In the 2004 EURO campaign, Bosnia achieved a momentous result against Denmark at Parken Stadium. Winning 2-0 thanks to goals by Bolic and Barbarez. Even though Bosnia finished third in the group, it was only two points away from first placed Denmark. Bosnia had finally proven its worth, and Blaz Sliskovic paved the road to future success.
2005-20014 LEGEA (Italy)
After the Euro 2004 qualification campaign ended in tears, the Bosnia and Herzegovina national football team looked at the 2006 FIFA World Cup with a renewed sense of purpose and vigor. Reaching the World Cup would be no easy task, however, with heavyweights Spain and Serbia (then known as Serbia and Montenegro) drawn into the same group as Bosnia and Herzegovina. The campaign got off to a bright start, however, with the Bosnians playing out draws with both Spain and Serbia at home to gain two crucial points. Along with the new campaign, came a new kit sponsor for the Dragons. Little known brand Legea out of Italy signed with the team until 2014. Many Bosnian fans were disappointed, hopeful that they would see a return of Adidas or a brand such as Nike, or Puma. Many attributed the poor decision to sign with Legea to the federation, which was at the height of it’s corruption that would later lead to the “Savez Napolje” (Federation Out) campaign by fan groups such as BHFanaticos.
Even though the small company became the tell-tale talisman of the corrupt FA, it soon became part of the Bosnian story.
Legea continued the traditional white tops, blue shorts combo, creating a streamlined jersey.
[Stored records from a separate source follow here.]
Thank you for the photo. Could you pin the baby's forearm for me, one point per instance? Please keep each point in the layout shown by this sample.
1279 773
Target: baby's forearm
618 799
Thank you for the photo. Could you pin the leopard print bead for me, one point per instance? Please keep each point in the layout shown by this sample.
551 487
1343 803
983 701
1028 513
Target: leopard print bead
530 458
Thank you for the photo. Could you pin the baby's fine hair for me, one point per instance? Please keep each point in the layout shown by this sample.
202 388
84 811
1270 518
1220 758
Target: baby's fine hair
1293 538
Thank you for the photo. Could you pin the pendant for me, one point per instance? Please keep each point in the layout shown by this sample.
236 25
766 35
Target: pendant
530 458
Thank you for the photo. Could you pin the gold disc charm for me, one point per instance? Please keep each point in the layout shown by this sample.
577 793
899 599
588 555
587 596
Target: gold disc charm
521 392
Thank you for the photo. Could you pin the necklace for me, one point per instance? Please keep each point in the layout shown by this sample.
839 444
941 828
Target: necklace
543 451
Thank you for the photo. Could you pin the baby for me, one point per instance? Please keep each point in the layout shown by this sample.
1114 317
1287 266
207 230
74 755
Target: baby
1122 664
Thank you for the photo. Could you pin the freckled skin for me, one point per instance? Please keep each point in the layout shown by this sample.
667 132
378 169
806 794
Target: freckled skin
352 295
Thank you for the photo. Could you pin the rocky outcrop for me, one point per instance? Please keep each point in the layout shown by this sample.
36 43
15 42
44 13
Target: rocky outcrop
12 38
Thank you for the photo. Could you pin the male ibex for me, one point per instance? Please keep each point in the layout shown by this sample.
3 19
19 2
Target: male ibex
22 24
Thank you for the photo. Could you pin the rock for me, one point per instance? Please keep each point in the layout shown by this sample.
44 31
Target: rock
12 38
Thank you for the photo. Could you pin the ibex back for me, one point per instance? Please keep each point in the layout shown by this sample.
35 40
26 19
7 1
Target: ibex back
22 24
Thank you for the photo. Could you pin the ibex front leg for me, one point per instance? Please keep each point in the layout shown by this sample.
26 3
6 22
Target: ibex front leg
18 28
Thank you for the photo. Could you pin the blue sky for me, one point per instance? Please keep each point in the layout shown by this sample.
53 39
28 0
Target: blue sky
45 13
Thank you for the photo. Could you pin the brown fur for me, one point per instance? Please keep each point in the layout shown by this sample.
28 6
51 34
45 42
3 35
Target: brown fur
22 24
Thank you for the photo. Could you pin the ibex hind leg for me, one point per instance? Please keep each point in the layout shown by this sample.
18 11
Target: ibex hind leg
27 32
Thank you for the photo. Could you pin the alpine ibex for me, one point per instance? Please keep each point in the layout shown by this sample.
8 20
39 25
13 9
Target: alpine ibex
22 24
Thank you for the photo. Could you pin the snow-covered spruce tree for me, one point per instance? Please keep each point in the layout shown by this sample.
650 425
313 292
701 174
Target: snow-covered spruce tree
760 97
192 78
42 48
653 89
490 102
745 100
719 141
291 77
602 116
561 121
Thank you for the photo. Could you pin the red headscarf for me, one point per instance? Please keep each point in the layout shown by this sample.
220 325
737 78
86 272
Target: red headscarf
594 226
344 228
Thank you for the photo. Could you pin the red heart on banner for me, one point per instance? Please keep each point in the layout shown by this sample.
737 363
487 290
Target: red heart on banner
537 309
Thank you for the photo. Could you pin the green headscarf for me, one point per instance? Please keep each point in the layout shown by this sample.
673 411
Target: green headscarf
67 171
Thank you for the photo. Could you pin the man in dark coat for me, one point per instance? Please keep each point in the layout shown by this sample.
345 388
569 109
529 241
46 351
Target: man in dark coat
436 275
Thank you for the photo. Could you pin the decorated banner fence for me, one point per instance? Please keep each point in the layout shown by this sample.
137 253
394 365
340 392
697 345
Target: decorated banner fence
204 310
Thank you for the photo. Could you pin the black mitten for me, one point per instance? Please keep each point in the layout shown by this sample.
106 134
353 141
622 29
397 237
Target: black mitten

However, as the years went on, Legea’s designs became more and more disjointed and random. At one match, the players would be outfitted with a certain design, and at the very next, with a different one. It seemed as though Legea was emptying it’s back room storages and strapping on a Bosnian football federation patch on the designs.
The same initial design remained until midway through the 2008 EURO qualifying campaign when Legea designed a slightly different style, complete with blue sleeves and a slightly looser feel.
After the unsuccessful EURO2008 campaign, all seemed lost for the Bosnian team. The fans had virtually boycotted the team thanks to the corrupt football federation. A lot of the players boycotted the team for the same reason. When Meho Kodro was sacked for refusing to play another friendly with Iran, the situation reached it’s boiling point. Miroslav “Ciro” Blazevic was appointed as manager to quell the situation and attract the attention of the media through his charismatic personality. It worked. Blazevic was able to create a team that did something no previous Bosnian team could, reach the qualification playoffs.
Bosnia played some of it’s biggest matches in the two versions between 2008-2010, including the double win against Belgium during the 2010 World Cup Campaign, the draw against Turkey at home in Zenica.
Even though the 2010 campaign ended with ultimate disappointed, Susic continued to build on what Blazevic had started, by finishing second in the group once again, and once again facing Portugal in the playoffs. The Bosnians had a chance to win first place in their group had it not been for a controversial penalty in the last match against France in Paris. Throughout the campaign, the same sleek jersey was featured, pointed to as the best to date designed by Legea. In addition to the standard design, Legea also released a “special blue and yellow” version during a series of friendlies between the 2010 and 2012 campaigns.
With Susic returning for the 2014 World Cup qualifying campaign, Legea released an altogether different concept, all white and all blue jerseys. Half-way through the campaign, Leagea released what they dubbed as the 2014 World Cup jerseys, in which Bosnia achieved it’s best result ever, qualification to a major tournament, the World Cup in Brazil.
Even though the quality of the jersey was often criticized, the way the contract was formulated with the small Italian company, and the inconsistent nature of the designs, Legea will remain part of the history of the Bosnian national team, being the brand worn during some of the biggest results of the team.